In the late-1790s, he came to the conclusion that Britain was the
original Holy Land, and that it was from the British Druids that all
other religions derived.
In Milton, just two pages after the Jerusalem poem,
he placed an illustration of Stonehenge, which he believed to be a Druid temple. Above the picture, he wrote, "Lambeth's Vale where
Jerusalem's foundations began, where they were laid in ruins....Thence
stony Druid Temples overspread the island white, and thence...through
the whole Earth were rear'd."
So Jerusalem, in the sense of the land of the lost "Golden Age", really
was once "builded here", beneath Blake's own London.
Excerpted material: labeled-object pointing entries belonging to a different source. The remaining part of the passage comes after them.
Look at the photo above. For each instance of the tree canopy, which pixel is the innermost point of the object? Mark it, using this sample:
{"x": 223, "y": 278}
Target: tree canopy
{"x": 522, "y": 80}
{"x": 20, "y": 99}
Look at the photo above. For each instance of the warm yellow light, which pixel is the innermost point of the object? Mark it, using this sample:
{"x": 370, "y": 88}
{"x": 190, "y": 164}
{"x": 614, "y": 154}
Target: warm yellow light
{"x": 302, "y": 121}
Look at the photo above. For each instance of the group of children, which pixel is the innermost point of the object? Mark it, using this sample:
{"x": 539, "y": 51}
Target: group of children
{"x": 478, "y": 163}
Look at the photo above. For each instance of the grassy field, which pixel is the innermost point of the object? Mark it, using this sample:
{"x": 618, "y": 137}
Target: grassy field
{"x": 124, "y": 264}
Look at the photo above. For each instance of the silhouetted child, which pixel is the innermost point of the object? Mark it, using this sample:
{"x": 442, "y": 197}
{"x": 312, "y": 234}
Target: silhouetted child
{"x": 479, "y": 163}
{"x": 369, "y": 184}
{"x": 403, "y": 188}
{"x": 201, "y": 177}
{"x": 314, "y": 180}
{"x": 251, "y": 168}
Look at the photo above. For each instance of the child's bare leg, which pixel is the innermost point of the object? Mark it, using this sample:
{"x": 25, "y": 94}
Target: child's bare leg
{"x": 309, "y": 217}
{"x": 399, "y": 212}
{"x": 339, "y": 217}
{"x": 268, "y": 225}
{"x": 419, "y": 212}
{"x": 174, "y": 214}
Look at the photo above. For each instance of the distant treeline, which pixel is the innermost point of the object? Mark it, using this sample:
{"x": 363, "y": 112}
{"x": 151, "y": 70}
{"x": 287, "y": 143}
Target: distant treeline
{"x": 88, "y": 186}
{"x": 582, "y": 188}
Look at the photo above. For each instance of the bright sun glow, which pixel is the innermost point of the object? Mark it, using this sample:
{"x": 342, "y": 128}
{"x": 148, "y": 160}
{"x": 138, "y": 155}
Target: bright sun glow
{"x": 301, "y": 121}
It was from his
home in Lambeth Vale that he believed that the Golden Age could be
renewed. When a friend came upon Blake and his wife, Catherine, reading
Paradise Lost naked in their garden at 13 Hercules Buildings, Blake said, "It's only Adam and Eve you know."
"The fields from Islington to Marybone (sic)
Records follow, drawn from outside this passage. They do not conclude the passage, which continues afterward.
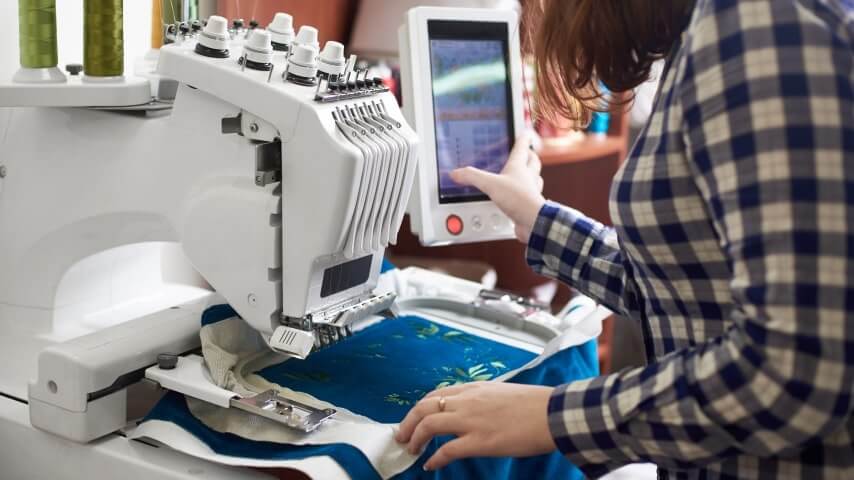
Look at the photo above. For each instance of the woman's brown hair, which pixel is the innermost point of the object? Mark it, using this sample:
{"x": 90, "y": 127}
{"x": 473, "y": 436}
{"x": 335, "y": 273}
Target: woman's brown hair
{"x": 578, "y": 43}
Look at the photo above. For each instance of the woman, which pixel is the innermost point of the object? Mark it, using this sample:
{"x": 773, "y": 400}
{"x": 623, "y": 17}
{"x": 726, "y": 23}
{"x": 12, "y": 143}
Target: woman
{"x": 733, "y": 247}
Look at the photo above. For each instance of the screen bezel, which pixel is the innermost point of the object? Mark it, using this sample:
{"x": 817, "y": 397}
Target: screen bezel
{"x": 470, "y": 30}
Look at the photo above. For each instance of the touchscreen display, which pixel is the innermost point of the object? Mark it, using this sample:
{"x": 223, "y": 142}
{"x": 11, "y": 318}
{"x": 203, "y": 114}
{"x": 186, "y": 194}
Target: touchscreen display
{"x": 472, "y": 103}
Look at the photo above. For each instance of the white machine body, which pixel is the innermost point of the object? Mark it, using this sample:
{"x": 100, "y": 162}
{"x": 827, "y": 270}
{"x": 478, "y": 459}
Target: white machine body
{"x": 461, "y": 73}
{"x": 128, "y": 207}
{"x": 280, "y": 196}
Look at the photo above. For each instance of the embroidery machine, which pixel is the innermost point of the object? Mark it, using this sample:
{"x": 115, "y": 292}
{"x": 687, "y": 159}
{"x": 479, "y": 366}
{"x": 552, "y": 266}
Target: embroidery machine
{"x": 243, "y": 166}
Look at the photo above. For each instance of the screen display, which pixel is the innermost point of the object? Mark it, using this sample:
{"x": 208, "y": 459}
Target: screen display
{"x": 472, "y": 102}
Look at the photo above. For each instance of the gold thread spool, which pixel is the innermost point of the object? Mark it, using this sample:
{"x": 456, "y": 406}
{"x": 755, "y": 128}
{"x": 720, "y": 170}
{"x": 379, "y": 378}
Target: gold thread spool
{"x": 37, "y": 33}
{"x": 103, "y": 38}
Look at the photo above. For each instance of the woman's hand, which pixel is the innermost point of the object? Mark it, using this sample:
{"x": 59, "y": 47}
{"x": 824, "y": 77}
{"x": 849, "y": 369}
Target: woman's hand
{"x": 490, "y": 419}
{"x": 517, "y": 190}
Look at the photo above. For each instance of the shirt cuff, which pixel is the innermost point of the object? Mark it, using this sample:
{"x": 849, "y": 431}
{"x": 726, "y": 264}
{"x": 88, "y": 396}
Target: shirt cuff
{"x": 583, "y": 428}
{"x": 557, "y": 240}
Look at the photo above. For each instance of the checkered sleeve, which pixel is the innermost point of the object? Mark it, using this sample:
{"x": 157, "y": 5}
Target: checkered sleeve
{"x": 579, "y": 251}
{"x": 768, "y": 122}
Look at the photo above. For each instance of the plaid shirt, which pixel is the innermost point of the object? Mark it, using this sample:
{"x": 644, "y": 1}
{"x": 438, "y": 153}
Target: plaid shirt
{"x": 733, "y": 247}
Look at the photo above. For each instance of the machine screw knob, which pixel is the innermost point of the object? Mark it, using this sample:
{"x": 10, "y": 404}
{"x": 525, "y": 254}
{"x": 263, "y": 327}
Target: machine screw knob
{"x": 74, "y": 68}
{"x": 167, "y": 361}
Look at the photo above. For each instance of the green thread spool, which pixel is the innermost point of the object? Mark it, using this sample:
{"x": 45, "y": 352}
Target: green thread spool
{"x": 103, "y": 38}
{"x": 37, "y": 33}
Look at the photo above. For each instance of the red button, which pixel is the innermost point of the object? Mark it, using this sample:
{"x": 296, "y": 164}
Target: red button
{"x": 454, "y": 224}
To Primrose Hill and Saint Johns Wood:
Were builded over with pillars of gold,
And there Jerusalem's pillars stood."
Blake, Jerusalem, Plate 27
Dark Satanic Mills
In Blake's poem, the bright Jerusalem has vanished, to be replaced by "dark satanic mills." In Milton, Satan is described as the "Miller of Eternity", whose mills represent the reductive intellect, grinding down and destroying the imagination. Blake may also have been thinking of the enslaved and blinded Samson, in Milton's Samson Agonistes, "eyeless in Gaza at the mill with slaves".
Another possible source for Blake's image is the first great factory in London - the Albion Flour Mills on the south bank of the Thames, by Blackfriars Bridge, built in 1769 by Matthew Boulton and James Watt. Powered by steam engines, it could produce 6,000 bushels of flour a week, and had the potential to drive most of London’s traditional small-scale millers out of business.
In March 1791, the factory burned down, perhaps by arson. The London millers, who had most to gain by the fire, celebrated with a joyful demonstration on Blackfriars Bridge. One of the placards they held declared, "Success to the mills of ALBION but no Albion Mills."
The ruined factory remained a blackened shell until it was pulled down in 1809. It was a familiar sight to William Blake, who lived just down the road in Lambeth, and who passed it every time he walked into the city. The name "Albion", which Blake in his poetry gave to a giant personifying Britain, must have given the building a powerful resonance for him.
"The banks of the Thames are clouded! the ancient porches of Albion are Darken'd."